In particolare, i contribuenti che eseguono interventi per la messa in sicurezza degli edifici possono detrarre le spese, sostenute dal fino al 31 dicembre 2021, in percentuale variabile in relazione alla classe di rischio sismico raggiunta in seguito ai lavori.

 

PERCENTUALI DI DETRAZIONE

Si tratta di uno sconto Irpef che può passare dal 50% al 70 e 80% per le abitazioni e dal 75 all’85% per i condomini o per l’acquisto di un immobile sito in zone a rischio sismico.
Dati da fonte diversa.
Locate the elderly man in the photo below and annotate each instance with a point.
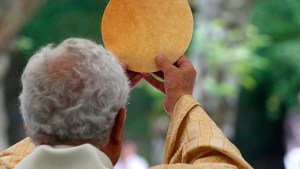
(73, 105)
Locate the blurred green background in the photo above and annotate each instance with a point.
(246, 54)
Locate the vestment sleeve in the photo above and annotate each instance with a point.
(194, 141)
(10, 157)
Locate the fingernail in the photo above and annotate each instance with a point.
(159, 57)
(123, 64)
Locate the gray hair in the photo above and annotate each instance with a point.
(72, 92)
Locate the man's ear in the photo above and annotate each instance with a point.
(117, 132)
(114, 146)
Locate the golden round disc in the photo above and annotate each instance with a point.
(136, 31)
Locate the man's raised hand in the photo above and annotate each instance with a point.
(179, 80)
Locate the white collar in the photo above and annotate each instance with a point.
(65, 157)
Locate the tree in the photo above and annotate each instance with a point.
(223, 52)
(13, 15)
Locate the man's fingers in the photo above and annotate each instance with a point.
(135, 80)
(154, 82)
(183, 61)
(159, 74)
(123, 65)
(163, 63)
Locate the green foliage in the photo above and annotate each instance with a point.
(230, 56)
(57, 20)
(280, 21)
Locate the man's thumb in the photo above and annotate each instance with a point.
(163, 63)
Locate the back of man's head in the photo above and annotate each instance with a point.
(72, 92)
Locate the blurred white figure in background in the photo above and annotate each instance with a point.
(292, 138)
(130, 159)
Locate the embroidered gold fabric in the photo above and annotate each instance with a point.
(193, 142)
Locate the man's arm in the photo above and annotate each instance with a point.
(14, 154)
(194, 141)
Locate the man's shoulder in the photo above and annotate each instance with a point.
(14, 154)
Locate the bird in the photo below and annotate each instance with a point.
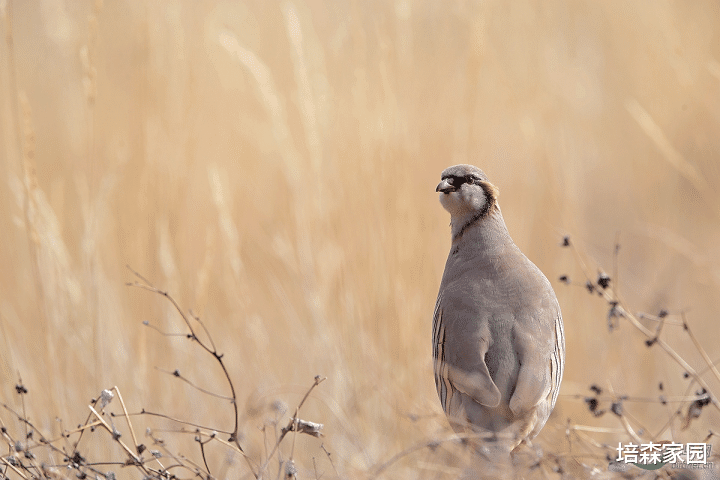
(498, 339)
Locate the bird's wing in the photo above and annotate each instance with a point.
(541, 362)
(449, 379)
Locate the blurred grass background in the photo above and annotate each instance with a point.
(273, 166)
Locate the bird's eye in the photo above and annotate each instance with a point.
(457, 181)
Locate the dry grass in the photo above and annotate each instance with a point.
(273, 166)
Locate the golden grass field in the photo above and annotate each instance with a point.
(273, 167)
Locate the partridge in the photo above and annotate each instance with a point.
(498, 341)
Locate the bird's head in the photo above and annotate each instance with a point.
(466, 192)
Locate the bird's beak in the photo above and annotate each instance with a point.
(445, 187)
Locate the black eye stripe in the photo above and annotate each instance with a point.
(456, 181)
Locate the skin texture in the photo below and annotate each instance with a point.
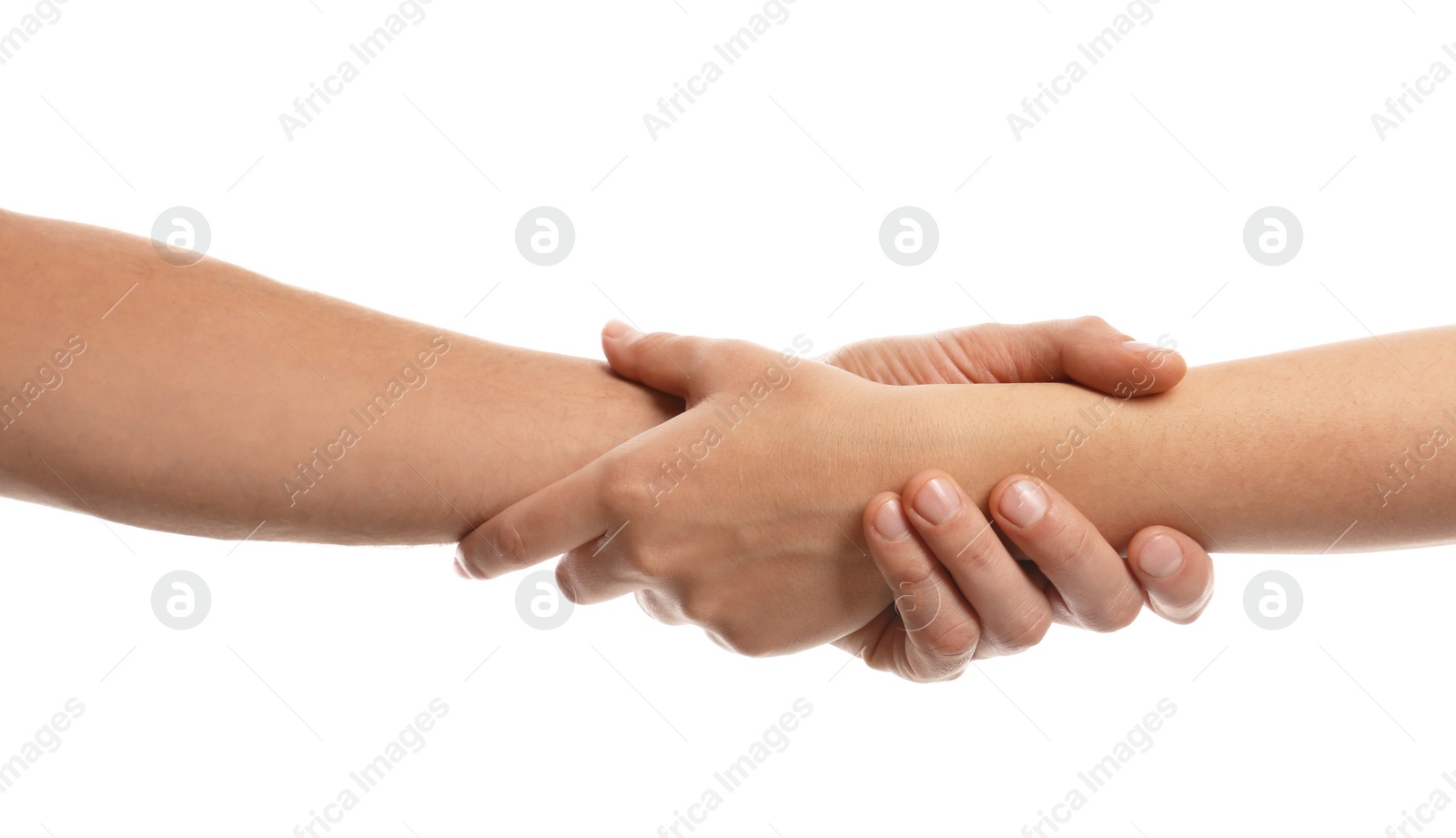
(198, 395)
(960, 595)
(761, 537)
(216, 402)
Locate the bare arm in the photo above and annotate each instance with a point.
(211, 399)
(1281, 453)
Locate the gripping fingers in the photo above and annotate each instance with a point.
(1098, 590)
(1176, 572)
(941, 631)
(1012, 610)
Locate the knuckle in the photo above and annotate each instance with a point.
(1026, 631)
(982, 553)
(504, 549)
(568, 578)
(699, 610)
(1118, 616)
(648, 563)
(1065, 546)
(956, 641)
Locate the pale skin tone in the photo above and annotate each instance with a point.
(210, 400)
(1288, 453)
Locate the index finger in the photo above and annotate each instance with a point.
(553, 520)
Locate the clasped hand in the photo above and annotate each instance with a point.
(747, 512)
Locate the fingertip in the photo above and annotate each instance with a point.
(616, 330)
(1157, 369)
(1019, 500)
(885, 519)
(1176, 572)
(1158, 556)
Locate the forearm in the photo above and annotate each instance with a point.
(1270, 454)
(211, 399)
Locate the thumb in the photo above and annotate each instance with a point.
(660, 359)
(1097, 355)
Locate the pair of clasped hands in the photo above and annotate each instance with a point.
(791, 504)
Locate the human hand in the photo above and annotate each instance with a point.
(742, 515)
(705, 592)
(960, 595)
(1087, 351)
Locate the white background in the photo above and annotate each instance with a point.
(754, 216)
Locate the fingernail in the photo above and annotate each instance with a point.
(890, 521)
(936, 500)
(616, 329)
(1024, 504)
(1161, 556)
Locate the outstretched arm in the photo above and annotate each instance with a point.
(211, 399)
(216, 402)
(743, 514)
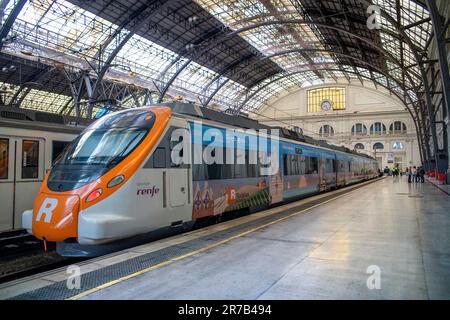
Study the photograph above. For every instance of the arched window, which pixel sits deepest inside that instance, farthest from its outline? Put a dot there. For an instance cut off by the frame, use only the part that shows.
(398, 145)
(359, 146)
(326, 131)
(378, 128)
(359, 129)
(378, 146)
(397, 127)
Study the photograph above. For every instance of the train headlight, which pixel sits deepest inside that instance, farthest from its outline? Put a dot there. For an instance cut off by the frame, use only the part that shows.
(115, 181)
(94, 195)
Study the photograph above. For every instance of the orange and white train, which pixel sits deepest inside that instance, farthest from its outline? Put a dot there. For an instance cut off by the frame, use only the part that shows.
(118, 178)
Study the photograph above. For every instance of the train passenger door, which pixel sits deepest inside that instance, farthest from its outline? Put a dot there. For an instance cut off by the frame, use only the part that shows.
(21, 174)
(322, 174)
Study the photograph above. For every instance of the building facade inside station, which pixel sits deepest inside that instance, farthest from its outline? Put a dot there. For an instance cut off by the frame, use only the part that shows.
(99, 105)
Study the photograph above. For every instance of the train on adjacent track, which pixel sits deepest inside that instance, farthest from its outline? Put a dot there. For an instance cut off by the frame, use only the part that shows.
(119, 178)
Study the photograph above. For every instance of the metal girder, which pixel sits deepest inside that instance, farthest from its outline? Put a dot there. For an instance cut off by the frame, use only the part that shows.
(439, 37)
(6, 27)
(429, 105)
(209, 37)
(439, 29)
(134, 21)
(402, 37)
(220, 86)
(26, 87)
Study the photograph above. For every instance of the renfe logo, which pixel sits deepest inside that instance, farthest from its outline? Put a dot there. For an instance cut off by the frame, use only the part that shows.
(47, 207)
(148, 192)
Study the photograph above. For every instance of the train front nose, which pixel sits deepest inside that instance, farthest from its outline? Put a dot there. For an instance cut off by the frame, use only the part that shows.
(55, 217)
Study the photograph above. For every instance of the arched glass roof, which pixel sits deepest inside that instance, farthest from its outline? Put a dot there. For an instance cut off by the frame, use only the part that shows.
(229, 54)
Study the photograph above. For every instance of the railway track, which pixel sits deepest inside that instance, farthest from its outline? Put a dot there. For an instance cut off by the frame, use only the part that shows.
(21, 255)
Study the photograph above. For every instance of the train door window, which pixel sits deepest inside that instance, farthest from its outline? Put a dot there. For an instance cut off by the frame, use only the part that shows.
(4, 158)
(173, 144)
(30, 159)
(57, 148)
(312, 165)
(159, 158)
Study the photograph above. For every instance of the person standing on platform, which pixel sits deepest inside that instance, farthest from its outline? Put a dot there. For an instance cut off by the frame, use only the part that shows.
(422, 174)
(408, 173)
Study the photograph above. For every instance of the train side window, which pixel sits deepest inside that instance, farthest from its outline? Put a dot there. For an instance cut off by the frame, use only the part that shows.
(4, 158)
(30, 159)
(159, 158)
(57, 148)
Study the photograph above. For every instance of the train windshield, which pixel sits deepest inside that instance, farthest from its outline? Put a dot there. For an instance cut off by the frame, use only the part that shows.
(102, 147)
(98, 149)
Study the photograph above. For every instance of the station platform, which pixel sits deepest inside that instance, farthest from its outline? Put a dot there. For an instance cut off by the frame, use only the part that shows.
(329, 246)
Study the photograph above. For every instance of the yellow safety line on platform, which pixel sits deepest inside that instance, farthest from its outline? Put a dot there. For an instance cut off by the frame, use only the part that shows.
(167, 262)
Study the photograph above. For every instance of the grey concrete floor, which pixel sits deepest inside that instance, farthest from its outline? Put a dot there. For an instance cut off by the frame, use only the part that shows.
(400, 230)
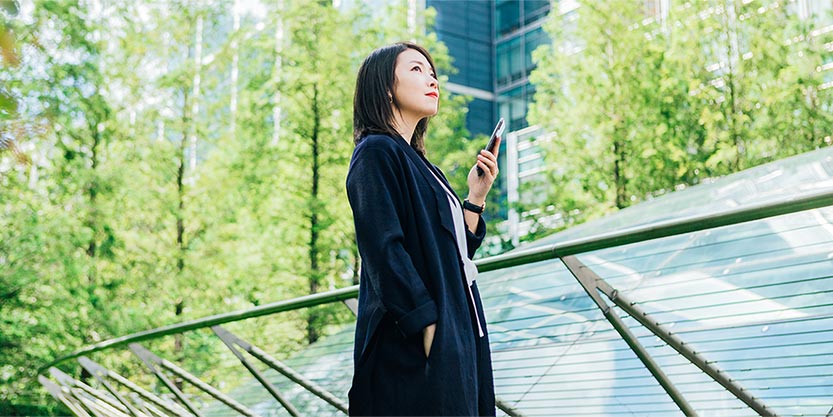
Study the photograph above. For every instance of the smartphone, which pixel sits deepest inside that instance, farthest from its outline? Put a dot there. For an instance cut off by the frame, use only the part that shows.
(498, 132)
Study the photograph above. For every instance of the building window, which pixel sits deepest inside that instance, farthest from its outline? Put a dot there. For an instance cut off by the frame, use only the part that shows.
(534, 10)
(532, 40)
(509, 61)
(508, 16)
(512, 106)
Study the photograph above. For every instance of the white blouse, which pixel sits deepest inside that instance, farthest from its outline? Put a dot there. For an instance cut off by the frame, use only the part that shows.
(469, 267)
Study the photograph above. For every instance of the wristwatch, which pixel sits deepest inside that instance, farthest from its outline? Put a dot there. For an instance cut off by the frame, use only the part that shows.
(474, 208)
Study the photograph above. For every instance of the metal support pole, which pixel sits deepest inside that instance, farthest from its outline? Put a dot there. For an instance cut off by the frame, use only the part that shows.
(167, 405)
(71, 382)
(94, 371)
(230, 340)
(506, 408)
(96, 406)
(671, 339)
(684, 349)
(277, 365)
(57, 392)
(587, 279)
(208, 389)
(141, 352)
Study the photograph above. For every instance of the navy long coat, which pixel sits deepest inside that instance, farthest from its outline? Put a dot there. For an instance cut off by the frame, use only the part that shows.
(412, 276)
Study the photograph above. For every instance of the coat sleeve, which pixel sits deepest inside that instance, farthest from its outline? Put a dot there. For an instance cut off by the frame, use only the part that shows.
(376, 198)
(474, 240)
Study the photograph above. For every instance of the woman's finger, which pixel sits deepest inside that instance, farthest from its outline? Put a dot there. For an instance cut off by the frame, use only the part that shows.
(490, 162)
(486, 169)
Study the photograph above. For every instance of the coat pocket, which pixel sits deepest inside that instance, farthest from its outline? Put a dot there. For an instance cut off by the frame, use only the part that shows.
(370, 337)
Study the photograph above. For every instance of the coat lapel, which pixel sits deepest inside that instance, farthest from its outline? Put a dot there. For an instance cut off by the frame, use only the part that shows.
(439, 193)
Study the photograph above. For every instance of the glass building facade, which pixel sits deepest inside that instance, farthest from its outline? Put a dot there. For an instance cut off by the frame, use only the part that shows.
(491, 43)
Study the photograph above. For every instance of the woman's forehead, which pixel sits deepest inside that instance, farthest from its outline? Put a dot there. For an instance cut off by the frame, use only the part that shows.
(412, 56)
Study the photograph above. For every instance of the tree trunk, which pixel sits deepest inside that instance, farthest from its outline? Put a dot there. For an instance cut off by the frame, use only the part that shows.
(315, 274)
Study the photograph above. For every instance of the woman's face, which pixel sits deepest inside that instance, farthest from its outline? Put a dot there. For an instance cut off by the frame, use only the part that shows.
(416, 89)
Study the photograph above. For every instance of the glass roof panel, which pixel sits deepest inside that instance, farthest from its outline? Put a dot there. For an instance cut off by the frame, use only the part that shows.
(754, 299)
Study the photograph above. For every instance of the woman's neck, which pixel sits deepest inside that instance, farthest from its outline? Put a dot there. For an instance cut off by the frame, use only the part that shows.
(405, 127)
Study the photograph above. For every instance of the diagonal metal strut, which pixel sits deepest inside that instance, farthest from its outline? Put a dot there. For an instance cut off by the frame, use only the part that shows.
(592, 283)
(588, 279)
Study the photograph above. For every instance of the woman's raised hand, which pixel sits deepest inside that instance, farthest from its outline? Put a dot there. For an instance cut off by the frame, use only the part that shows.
(479, 186)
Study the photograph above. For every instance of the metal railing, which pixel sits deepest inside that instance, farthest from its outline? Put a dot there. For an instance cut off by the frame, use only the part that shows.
(84, 400)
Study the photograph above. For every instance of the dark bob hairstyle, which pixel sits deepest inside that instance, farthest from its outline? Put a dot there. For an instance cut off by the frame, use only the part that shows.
(372, 105)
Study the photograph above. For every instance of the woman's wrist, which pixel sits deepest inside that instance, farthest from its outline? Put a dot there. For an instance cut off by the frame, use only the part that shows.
(478, 201)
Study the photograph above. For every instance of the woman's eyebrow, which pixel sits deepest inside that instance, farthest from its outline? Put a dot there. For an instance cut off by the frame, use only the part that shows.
(414, 61)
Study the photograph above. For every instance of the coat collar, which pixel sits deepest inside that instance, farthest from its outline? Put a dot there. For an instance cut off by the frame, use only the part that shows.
(439, 193)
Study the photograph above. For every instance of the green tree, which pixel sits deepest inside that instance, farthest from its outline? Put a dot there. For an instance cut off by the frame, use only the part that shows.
(642, 104)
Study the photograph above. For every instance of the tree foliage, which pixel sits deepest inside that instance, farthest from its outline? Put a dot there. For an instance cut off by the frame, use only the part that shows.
(641, 104)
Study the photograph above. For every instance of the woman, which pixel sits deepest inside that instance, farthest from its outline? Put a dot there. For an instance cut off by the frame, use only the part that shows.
(421, 346)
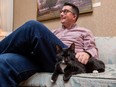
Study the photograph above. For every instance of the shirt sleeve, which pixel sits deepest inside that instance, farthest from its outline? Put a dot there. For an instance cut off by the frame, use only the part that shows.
(90, 45)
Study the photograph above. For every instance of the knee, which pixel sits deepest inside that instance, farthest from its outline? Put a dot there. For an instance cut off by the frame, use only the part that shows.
(33, 23)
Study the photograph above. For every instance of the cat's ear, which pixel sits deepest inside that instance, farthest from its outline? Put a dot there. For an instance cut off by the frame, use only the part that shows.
(72, 47)
(58, 49)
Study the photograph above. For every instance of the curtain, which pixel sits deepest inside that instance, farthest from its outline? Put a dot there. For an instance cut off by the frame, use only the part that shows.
(6, 15)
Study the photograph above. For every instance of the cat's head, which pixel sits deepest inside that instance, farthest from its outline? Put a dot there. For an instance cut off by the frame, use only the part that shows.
(64, 55)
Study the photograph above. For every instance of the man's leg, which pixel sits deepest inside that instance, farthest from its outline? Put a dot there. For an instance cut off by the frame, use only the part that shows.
(35, 40)
(14, 68)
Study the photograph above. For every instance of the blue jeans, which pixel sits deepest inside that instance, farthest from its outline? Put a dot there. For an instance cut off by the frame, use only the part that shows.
(29, 49)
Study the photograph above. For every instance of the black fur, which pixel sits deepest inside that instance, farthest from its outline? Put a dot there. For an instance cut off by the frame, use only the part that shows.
(73, 66)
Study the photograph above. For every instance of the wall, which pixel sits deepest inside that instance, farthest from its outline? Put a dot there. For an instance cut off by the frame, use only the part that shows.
(24, 10)
(102, 21)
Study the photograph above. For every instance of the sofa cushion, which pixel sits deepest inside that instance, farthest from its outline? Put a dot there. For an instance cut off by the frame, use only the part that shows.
(107, 49)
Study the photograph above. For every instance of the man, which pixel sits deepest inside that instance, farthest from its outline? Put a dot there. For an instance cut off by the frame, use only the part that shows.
(31, 48)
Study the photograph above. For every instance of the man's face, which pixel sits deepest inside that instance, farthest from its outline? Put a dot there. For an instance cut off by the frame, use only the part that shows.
(67, 16)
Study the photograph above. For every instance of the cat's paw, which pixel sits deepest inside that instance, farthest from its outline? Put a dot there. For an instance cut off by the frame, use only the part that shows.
(95, 71)
(52, 81)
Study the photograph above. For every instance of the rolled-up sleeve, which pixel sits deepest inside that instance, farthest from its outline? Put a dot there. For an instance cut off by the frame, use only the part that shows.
(90, 45)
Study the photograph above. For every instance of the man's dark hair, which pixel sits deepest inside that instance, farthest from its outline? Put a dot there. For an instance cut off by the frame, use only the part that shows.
(74, 7)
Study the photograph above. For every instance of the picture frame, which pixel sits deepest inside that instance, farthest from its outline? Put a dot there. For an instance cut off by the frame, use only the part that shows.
(49, 9)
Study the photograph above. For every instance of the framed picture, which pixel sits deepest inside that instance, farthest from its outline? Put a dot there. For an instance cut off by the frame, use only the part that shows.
(49, 9)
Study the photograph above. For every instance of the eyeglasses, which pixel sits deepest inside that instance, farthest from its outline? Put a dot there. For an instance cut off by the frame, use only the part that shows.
(65, 11)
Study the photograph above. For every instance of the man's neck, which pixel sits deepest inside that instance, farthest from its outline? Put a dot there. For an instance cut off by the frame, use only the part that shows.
(69, 26)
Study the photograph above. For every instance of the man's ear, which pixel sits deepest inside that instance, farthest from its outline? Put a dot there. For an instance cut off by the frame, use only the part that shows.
(72, 47)
(75, 16)
(58, 49)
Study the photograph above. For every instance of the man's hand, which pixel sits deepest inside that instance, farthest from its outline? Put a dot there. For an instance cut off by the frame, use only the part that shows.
(83, 57)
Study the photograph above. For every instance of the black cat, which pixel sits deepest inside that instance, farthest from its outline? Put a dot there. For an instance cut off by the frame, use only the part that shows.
(69, 65)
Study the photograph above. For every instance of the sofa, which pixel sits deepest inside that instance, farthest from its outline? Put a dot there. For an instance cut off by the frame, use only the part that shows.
(107, 53)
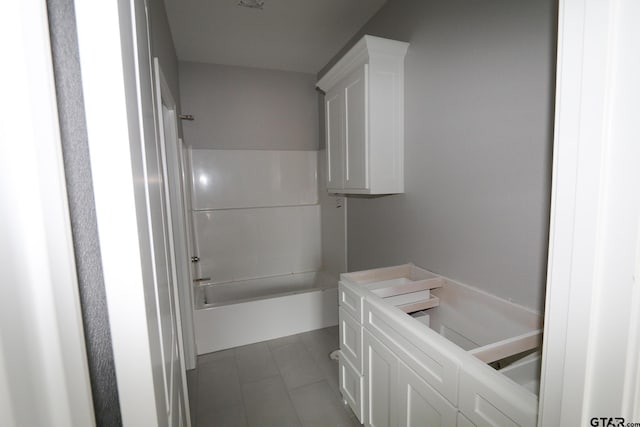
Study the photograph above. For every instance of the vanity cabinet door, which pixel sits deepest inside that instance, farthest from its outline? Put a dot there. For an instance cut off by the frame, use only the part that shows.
(419, 404)
(334, 110)
(381, 379)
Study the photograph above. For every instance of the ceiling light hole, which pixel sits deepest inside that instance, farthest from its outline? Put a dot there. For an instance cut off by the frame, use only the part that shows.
(253, 4)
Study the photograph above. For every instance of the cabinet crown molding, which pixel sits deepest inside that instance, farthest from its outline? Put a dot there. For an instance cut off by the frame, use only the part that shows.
(367, 49)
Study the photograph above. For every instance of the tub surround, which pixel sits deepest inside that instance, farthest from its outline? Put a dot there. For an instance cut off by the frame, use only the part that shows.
(257, 223)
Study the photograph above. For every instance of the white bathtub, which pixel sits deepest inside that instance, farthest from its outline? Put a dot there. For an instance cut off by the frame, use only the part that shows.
(244, 312)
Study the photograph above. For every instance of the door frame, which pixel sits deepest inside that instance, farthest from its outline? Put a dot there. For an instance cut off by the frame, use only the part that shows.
(117, 86)
(594, 251)
(175, 212)
(44, 374)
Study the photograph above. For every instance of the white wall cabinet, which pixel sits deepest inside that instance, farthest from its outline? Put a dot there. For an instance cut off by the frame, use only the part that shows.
(364, 115)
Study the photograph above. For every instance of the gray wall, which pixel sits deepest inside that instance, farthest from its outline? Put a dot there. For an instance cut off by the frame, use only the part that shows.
(248, 108)
(478, 121)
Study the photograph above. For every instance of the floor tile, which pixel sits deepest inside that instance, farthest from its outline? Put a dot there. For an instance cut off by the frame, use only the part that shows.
(218, 386)
(204, 359)
(229, 416)
(329, 369)
(255, 362)
(268, 404)
(278, 342)
(320, 343)
(296, 365)
(317, 406)
(192, 389)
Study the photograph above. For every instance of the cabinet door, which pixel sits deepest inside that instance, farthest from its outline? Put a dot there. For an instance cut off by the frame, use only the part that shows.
(356, 130)
(334, 110)
(351, 386)
(381, 379)
(419, 404)
(350, 339)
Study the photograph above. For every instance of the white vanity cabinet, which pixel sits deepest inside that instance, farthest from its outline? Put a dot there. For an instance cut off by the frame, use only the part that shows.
(364, 116)
(416, 349)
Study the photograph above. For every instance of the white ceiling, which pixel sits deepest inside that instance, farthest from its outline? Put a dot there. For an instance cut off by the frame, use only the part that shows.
(294, 35)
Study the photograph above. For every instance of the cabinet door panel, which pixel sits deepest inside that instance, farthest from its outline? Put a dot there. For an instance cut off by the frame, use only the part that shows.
(381, 379)
(335, 139)
(350, 339)
(356, 130)
(351, 387)
(419, 404)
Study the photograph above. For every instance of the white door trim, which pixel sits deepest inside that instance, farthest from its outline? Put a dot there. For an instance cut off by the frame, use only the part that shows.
(177, 238)
(591, 251)
(111, 87)
(44, 377)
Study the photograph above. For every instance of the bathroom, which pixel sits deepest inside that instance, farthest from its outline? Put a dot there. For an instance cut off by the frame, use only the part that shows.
(138, 212)
(478, 128)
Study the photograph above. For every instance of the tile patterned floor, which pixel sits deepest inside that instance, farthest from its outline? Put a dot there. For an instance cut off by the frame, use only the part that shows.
(288, 381)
  • sisma bonus al 50% per interventi che non apportano miglioramenti di classe sismica;
  • sisma bonus al 70% per interventi che apportano miglioramenti di una classe sismica;
  • sisma bonus all’80% per interventi che apportano miglioramenti di due classi sismiche.
  • Per i condomini si parte dalla detrazione fiscale pari al 50% delle spese sostenute e si può salire:
    al 75% se l’intervento determina il passaggio ad una classe di rischio inferiore
    all’85% se l’intervento determina il passaggio a due classi di rischio inferiori.

 

Lo sconto applicato sarà ripartito in 5 quote annuali di pari importo, nell’anno in cui è sostenuta la spesa e in quelli successivi.

Il tetto di spesa su cui calcolare la detrazione è pari a 96mila euro moltiplicato per il numero delle unità immobiliari che compongono l’edificio.